Precious gasoline is un-loaded from C-109 (Liberator converted for fuel cargo) on airstrip at Myitkyina, Burma.

    Official visitors have brought back praise for this Army engineering feat. Congressman Mansfield of Montana told the House of Representatives about the "epic job" of the American engineers in the Burma jungles. He spoke of sections where the pipe was trucked as far as it would go and then dragged by bulldozers. Rafts and pontoons with outboard motors were called upon when pipe had to cross the thousand swamps and streams. Over the numerous ravines, the pipe had to be hung on cables.
    Pipe lines are used because they can send liquids rapidly over terrain too rugged or distances too long for other means of transportation and relieve congestion where road capacity is limited. All these conditions are present in the China-Burma-India Theater.

    Military pipe lines are usually laid out along a course which provides maximum concealment from enemy observation. Small brush may be an inconvenience in laying the line but it is left undisturbed because it provides camouflage. Light-weight pipe of the spiral or longitudinal weld types is commonly used. All pipe is grooved on each end to accommodate the Victaulic type of coupling and is supplied in standard lengths of 20 feet.
    This Victaulic coupling has made possible the speedy construction of military pipe lines even on unstable ground. The coupling allows for angular deflection and for contraction and expansion of the line. The ease with which it may be connected and disconnected has made the coupling the standard jointing device for all our pipe lines. It requires only one tool, a wrench.
    The coupling is composed of a malleable iron housing in two parts held together by two bolts, which mechanically engage the adjacent grooved pipe ends in a positive lock. A single continuous hollow-molded sealing gasket is so installed that internal pressure or vacuum serves only to increase the tightness of the seal. Bombs may drop and shells explode almost on top of the pipe, the concussion lifting the sections high into the air, but the couplings hold. Ordinarily pipe is distributed from trucks if road conditions permit. In the jungle or other rugged terrain, such as in Burma, pipe was carried by hand for great distances.

A wartime filling station in Italy.

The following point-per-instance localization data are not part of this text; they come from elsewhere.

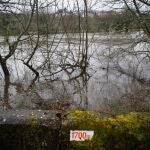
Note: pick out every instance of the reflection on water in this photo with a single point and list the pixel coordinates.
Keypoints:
(112, 64)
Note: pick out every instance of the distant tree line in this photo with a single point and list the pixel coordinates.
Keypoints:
(67, 21)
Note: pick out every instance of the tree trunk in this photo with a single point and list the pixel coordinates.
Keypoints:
(7, 84)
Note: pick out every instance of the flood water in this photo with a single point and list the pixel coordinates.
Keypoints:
(112, 65)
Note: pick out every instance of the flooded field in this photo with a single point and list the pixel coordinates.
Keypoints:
(112, 64)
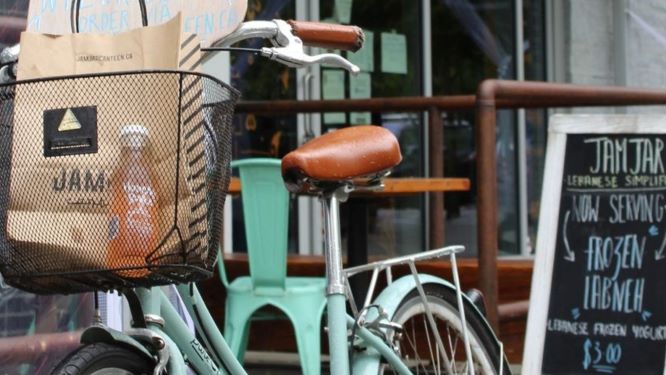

With no pipe lines laid, fuel cans had to be supplied tediously by truck.


    To force oil through the pipe, pumping stations are installed along the line. Earlier Army installations used the reciprocating pumps employed on commercial pipe lines, but they proved heavy and cumbersome in the jungle and mountain country, so the Army started using centrifugal pumps. A two-stage centrifugal unit now being used is equipped with sand traps to hold back any impurities and is designed for a working pressure of 700 pounds per square inch. A built-in increaser gear and complete manifolding allow the two stages of the pump to be operated either in series or parallel. When operating in series, the pump has a capacity of 200 barrels per hour at 200 pounds pressure.
    On downhill stretches of the lines, diaphragm-actuated regulators are used to reduce pressure in the line due to gravity. They are in a sense safety valves.
Engineers laden with pipe plod into jungle.
Map shows how pipe break is bypassed


    Normally a maintenance and repair crew is based at each pumping station. Security patrols are maintained along the line at all times to prevent sabotage, to search for small leaks and to report other mishaps to the line. These patrols are equipped with field telephones for communication with the pump station, which can quickly close down a line if necessary and prevent loss of oil or gasoline.
    The worst part of the Ledo pipe line will come when it is taken over the high mountains into China. But Army engineers are determined that the vital fluid shall get to China to enable the Chinese and their Allies to defeat the foe as quickly as possible.